Recreational marijuana is now legal in California — and that’s a game changer for public health. Though many other states have already legalized weed for medicinal purposes and four for recreational purposes, the size and population of California puts its decision in a different league and it could lead the way to figuring out policy around the drug.
Maine, Nevada, and Massachusetts also legalized recreational marijuana, though the initiative failed in Arizona.
Medical marijuana was also on the ballot for several states. North Dakota, Montana, Arkansas and Florida all approved medical marijuana.
The trend is clear: 60 percent of Americans support legalizing weed, up from 31 percent in 2000. California is the state with the largest economy and — now that it has legalized pot — the national weed industry has tripled in size. In fact, California’s marijuana industry could be bigger than its famed wine businesses. The market for both recreational and medicinal marijuana is now projected to grow to $22 billion by 2020, up from $7 billion this year.
This may also put a lot more pressure on the federal government to lift its ban of the drug. The Drug Enforcement Administration has long classified cannabis as a Schedule I controlled substance, the most restrictive classification. This means it’s in the same category as heroin and monitored very closely. Just this August, the DEA rejected an appeal to stop classifying cannabis as Schedule I drug.
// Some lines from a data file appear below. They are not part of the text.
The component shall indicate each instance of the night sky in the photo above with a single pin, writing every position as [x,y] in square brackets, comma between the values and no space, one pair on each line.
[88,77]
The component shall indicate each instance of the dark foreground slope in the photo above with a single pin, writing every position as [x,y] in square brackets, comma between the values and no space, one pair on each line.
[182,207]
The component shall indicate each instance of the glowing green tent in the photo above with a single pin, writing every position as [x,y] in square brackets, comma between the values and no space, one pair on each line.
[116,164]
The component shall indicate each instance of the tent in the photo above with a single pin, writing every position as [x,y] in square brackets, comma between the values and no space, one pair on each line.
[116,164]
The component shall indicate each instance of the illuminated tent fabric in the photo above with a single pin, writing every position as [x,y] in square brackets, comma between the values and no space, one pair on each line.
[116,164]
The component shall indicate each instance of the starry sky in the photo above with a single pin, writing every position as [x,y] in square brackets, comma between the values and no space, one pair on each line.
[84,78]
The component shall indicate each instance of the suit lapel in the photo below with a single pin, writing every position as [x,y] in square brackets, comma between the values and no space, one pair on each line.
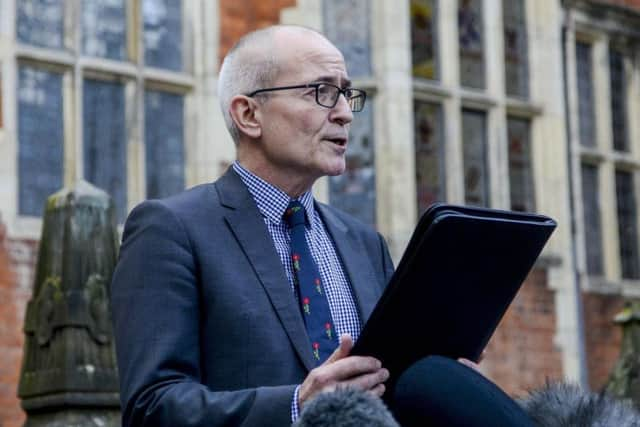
[247,225]
[357,267]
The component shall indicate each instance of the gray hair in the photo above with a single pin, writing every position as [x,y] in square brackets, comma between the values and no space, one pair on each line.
[251,64]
The gap between states’ legalization and the federal ban has led to some complications. For example, the federal government accepts taxes from marijuana companies. But because of the ban, those companies find it hard to accept credit cards or open bank accounts. These and other problems will become more common as side businesses grow around marijuana. There already are companies that track marijuana strains, medical marijuana startups, the “Yelp of marijuana,” and much more.
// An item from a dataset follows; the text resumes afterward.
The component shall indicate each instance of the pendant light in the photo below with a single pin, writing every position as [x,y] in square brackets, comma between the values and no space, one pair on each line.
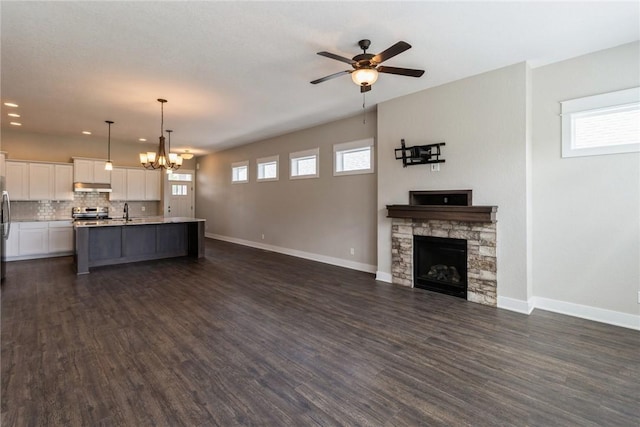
[108,166]
[159,159]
It’s unclear how much will get done with Trump in office. He told the Washington Post that it’s an issue that should be left up to the states, but his ally Chris Christie is very much against legalization; this could be a problem given that Christie will probably get a top job in the Trump administration.
This election has been a tipping point for weed. The national conversation will increasingly focus on the health effects of weed, how best to regulate the suppliers and businesses, and the consequences for public health. Get ready.